翟父和翟母又在小声说话,他们的声音很模糊,只能听到若有若无的哽咽声,具体的内容就不知道了。
我没有作声,我贴着墙走了几步,来到夏心房门前。我拧了拧把手,门开了。
我向里面望了一眼,床是空的,夏心没有回过房间。
其实我心里清楚,夏心不可能在里面。但是我还是抱着侥幸心理想要确认一下。
夏心不在,我又走到赵先生房间门口。我轻轻推了推房门,然后就听到一阵鼾声。我愣住了,偷眼向里面一看,我发现赵先生好端端的躺在床上睡觉。

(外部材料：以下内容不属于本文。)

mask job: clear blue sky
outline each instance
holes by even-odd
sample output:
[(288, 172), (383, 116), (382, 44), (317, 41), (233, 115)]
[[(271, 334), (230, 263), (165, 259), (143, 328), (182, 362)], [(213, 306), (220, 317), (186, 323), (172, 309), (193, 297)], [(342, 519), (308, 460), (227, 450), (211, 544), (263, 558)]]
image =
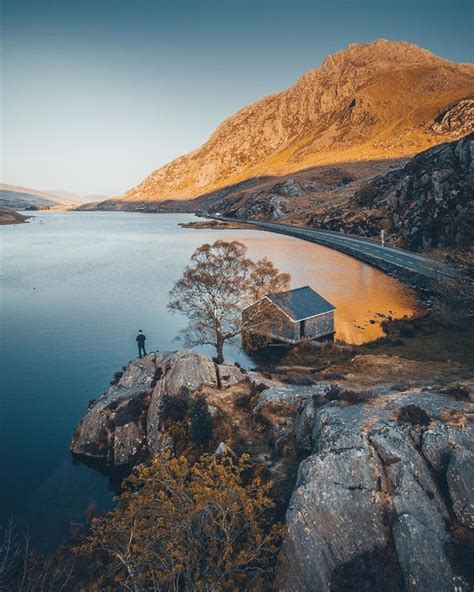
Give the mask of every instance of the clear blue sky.
[(473, 61), (464, 0), (3, 0), (2, 181), (119, 194), (379, 37)]

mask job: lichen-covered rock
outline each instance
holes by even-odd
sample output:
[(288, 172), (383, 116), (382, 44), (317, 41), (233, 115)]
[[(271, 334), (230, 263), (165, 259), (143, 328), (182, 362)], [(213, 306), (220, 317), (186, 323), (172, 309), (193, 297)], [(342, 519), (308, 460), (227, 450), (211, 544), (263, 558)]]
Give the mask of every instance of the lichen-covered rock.
[(438, 423), (423, 432), (421, 449), (433, 470), (442, 478), (446, 475), (453, 448), (462, 446), (474, 452), (474, 426), (459, 430), (445, 423)]
[(447, 471), (449, 495), (461, 524), (474, 529), (474, 454), (455, 448)]
[(108, 465), (130, 465), (171, 446), (160, 430), (163, 395), (217, 387), (212, 358), (191, 350), (152, 353), (132, 360), (117, 383), (89, 408), (74, 433), (74, 454)]
[(193, 393), (203, 386), (217, 387), (216, 366), (211, 356), (184, 349), (159, 360), (161, 378), (156, 383), (147, 414), (147, 442), (151, 454), (169, 446), (161, 430), (163, 396), (176, 397), (183, 390)]
[(434, 532), (403, 514), (393, 526), (393, 536), (407, 592), (456, 592), (444, 541)]
[[(472, 405), (420, 389), (377, 394), (362, 405), (315, 410), (308, 401), (300, 409), (295, 427), (312, 454), (300, 465), (287, 511), (286, 592), (337, 590), (341, 574), (349, 580), (352, 574), (346, 585), (365, 589), (367, 565), (393, 590), (455, 590), (447, 552), (450, 512), (420, 442), (441, 422), (453, 425), (439, 438), (464, 432), (458, 415)], [(429, 413), (429, 426), (398, 421), (400, 409), (415, 403)], [(461, 499), (468, 480), (454, 483)]]

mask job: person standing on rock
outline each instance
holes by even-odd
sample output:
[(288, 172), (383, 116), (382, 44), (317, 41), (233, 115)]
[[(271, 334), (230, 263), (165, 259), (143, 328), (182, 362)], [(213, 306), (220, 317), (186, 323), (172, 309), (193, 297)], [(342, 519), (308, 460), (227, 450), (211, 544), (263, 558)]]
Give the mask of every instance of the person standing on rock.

有那么一两秒,我的大脑都呆滞了。赵先生没有遇到危险?他没有去救夏心?他在好端端的睡觉?那我这短信是怎么回事?他在耍我?
一瞬间,我的脑子里闪过无数的念头。我深吸了一口气,把门轻轻打开,又悄悄关上,然后一步步向床边走去。
这时候,赵先生咂了咂嘴,翻过身来,我用手机照了照他的脸,顿时呆住了。
这人不是赵先生,是胡大力。
胡大力被我的手机晃醒了,他睁开眼睛,茫然了好一会才看清楚我是谁。
我简直是诧异极了。我看着他说:“你……你不是被警察抓走了吗?”
胡大力说:“什么抓走了啊。人家是带我去问几句话。”
我说:“对啊,把你弄走问话了。你不是去柏城了吗?怎么在这里?”
胡大力说:“我到了警察局,就跟他们胡说八道。他们不知道胡家村到底怎么回事,说我是二傻子,把我给放了。对了,我听他们说,要把胡家村的事定义为什么集体中毒,什么滑坡泥石流之类的。”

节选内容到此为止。